Landgericht Bonn:
Urteil vom 10. Januar 2012
Aktenzeichen: 11 O 49/11

(LG Bonn: Urteil v. 10.01.2012, Az.: 11 O 49/11)

Tenor

1.

Die Beklagte wird verurteilt, es bei Vermeidung eines für jeden Fall der Zuwiderhandlung festzusetzenden Ordnungsgeldes bis zu 250.000,00 €, ersatzweise Ordnungshaft bis zu 6 Monaten, oder Ordnungshaft bis zu 6 Monaten, diese zu vollstrecken an den Geschäftsführern,

z u u n t e r l a s s e n ,

a) im geschäftlichen Verkehr Verbraucher unaufgefordert und ohne ihre vorherige ausdrückliche Einwilligung anzurufen bzw. anrufen zu lassen, um für Telekommunikationsdienstleistungsverträge und / oder für Verträge über den Empfang von digitalem Fernsehen zu werben;

und / oder

b) im geschäftlichen Verkehr Verbraucher unaufgefordert anzurufen bzw. anrufen zu lassen, um für Telekommunikationsdienstleistungsverträge zu werben, wenn der angerufene Verbraucher eine vorgedruckte Erklärung gemäß der nachfolgend in Kopie abgebildeten Anlage K 1 unterschrieben hat.

( Abbildung vorgedruckte Erklärung - Seite 3 - Kopie Anlage K1 )

2.

Die Beklagte wird verurteilt, an den Kläger 200,00 € nebst

Zinsen in Höhe von 5 Prozentpunkten über dem Basiszins-satz ab dem 18.08.2011 zu zahlen.

3.

Die Kosten des Rechtsstreites werden der Beklagten auferlegt.

4.

Das Urteil ist gegen Sicherheitsleistung in Höhe von 20.000,00 € vorläufig vollstreckbar.

Tatbestand

Der Kläger ist in der von dem Bundesamt für Justiz in Bonn geführten Liste qualifizierter Einrichtungen nach § 4 UKlaG eingetragen.
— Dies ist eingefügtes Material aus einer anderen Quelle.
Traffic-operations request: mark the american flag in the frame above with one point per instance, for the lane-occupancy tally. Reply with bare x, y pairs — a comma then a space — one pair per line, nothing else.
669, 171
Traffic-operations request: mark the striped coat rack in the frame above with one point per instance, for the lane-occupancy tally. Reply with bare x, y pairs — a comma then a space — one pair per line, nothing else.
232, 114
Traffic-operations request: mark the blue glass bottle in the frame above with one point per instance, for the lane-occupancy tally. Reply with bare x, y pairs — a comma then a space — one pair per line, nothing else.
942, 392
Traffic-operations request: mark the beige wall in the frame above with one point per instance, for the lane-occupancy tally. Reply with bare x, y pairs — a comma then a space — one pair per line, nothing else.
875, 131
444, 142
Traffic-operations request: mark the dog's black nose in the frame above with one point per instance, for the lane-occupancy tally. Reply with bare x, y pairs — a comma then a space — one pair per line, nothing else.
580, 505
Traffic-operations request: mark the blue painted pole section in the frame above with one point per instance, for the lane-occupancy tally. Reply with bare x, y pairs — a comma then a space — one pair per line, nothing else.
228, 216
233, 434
Er beanstandet folgende Anrufe von Mitarbeitern der Beklagten bei Verbrauchern, um diesen Telekommunikationsdienstleistungsverträge der Beklagten anzubieten:

- Ein Anruf vom 10.02.2011 bei dem Zeugen M, um diesem einen „F.“-Vertrag anzubieten, bei dem über das Internet digitales Fernsehen empfangen werden kann.
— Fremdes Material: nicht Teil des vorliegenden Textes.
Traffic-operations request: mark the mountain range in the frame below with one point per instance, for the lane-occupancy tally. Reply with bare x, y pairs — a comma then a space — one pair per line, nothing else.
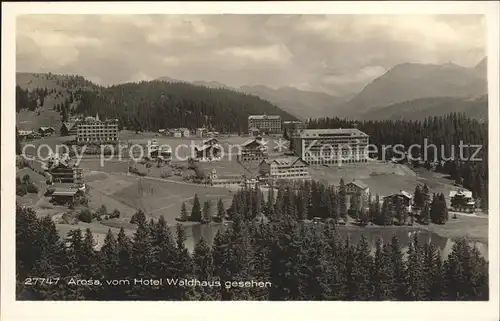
406, 91
300, 103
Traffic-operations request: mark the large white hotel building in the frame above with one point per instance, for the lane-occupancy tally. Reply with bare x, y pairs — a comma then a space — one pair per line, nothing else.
93, 130
265, 123
331, 146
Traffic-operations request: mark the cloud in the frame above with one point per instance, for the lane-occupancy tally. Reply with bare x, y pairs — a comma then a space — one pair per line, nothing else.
337, 54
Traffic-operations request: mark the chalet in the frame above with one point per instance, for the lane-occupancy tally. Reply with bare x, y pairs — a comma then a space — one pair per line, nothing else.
176, 133
160, 152
69, 128
230, 180
63, 170
405, 197
185, 132
201, 132
261, 219
254, 131
28, 134
65, 195
46, 131
211, 141
253, 150
356, 186
289, 168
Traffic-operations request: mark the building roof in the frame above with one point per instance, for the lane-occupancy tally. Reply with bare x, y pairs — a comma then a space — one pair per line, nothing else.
262, 117
205, 147
69, 124
256, 141
466, 194
46, 128
208, 141
358, 184
401, 193
284, 161
332, 132
25, 132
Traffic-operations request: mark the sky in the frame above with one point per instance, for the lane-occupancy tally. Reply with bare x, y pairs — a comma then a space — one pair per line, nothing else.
336, 54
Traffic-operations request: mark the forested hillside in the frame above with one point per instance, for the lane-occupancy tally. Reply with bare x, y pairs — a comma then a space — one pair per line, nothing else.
157, 104
300, 261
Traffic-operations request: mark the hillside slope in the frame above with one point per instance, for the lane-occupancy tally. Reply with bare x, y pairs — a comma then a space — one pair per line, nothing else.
301, 103
59, 88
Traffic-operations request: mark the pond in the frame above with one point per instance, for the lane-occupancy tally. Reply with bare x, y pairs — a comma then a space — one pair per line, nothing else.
404, 234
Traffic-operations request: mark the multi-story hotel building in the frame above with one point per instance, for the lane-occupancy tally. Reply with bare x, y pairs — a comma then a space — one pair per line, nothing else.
265, 123
331, 146
64, 170
253, 150
289, 168
93, 130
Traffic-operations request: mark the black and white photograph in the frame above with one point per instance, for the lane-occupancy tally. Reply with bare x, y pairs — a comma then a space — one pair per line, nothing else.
221, 156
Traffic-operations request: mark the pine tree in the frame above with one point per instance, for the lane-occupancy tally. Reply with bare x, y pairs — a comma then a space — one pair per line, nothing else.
400, 211
221, 211
196, 210
355, 205
414, 276
109, 262
418, 197
142, 259
381, 275
359, 267
203, 270
183, 265
364, 217
125, 267
138, 218
398, 269
425, 194
465, 273
425, 215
- Ein Anruf vom 27.04.2011 mit dem dem Zeugen N ein Festnetzanschluss mit Internet für monatlich 29,95 € angeboten wurde.

- Ein Anruf vom 13.04.2011 bei dem Zeugen S.
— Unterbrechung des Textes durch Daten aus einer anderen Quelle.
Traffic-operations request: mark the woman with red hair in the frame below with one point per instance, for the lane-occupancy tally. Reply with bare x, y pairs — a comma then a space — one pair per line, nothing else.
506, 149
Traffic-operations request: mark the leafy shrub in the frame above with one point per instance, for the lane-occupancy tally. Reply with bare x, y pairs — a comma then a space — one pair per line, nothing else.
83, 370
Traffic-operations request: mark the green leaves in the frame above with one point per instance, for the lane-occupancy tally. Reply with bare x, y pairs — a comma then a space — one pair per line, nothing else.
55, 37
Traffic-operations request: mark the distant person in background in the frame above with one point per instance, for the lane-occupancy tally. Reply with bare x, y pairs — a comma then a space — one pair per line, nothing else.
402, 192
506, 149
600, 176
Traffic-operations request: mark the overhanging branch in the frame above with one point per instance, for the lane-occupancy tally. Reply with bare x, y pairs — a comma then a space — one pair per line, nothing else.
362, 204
- Ein Anruf vom 01.07.2011 mit dem dem Zeugen K ein Vertrag für einen Festnetzanschluss plus Internet angeboten wurde.

Mit Schreiben vom 30.03.2011 (Anlage K2 = Bl... - ... d.A.) hat der Kläger die Handlung vom 10.02.2011 abgemahnt und die Beklagte erfolglos zur Abgabe einer strafbewehrten Unterlassungserklärung aufgefordert. In dem anschließenden vorgerichtlichen Schriftwechsel der Parteien hat die Beklagte unter anderem zu dem Anruf vom 01.07.2011 auf einen zwischen ihr und dem Zeugen K bestehenden Mobilfunkvertrag (Anlage K1 = Bl... d.A.) sowie der darin unter der Rubrik „Vertragspartner / Allgemeine Geschäftsbedingungen / Datenschutzerklärung“ enthaltenen Erklärungen verwiesen. Es ist zwischen den Parteien unstreitig, dass das Kreuz in dem Kästchen vor der dortigen Textpassage „per Telefonanruf“ nicht von dem Zeugen K gesetzt worden ist, sondern sich bereits in dem ihm vorgelegten Ausdruck des Vertragsformulars befand, das von dem Zeugen K unterschrieben worden ist.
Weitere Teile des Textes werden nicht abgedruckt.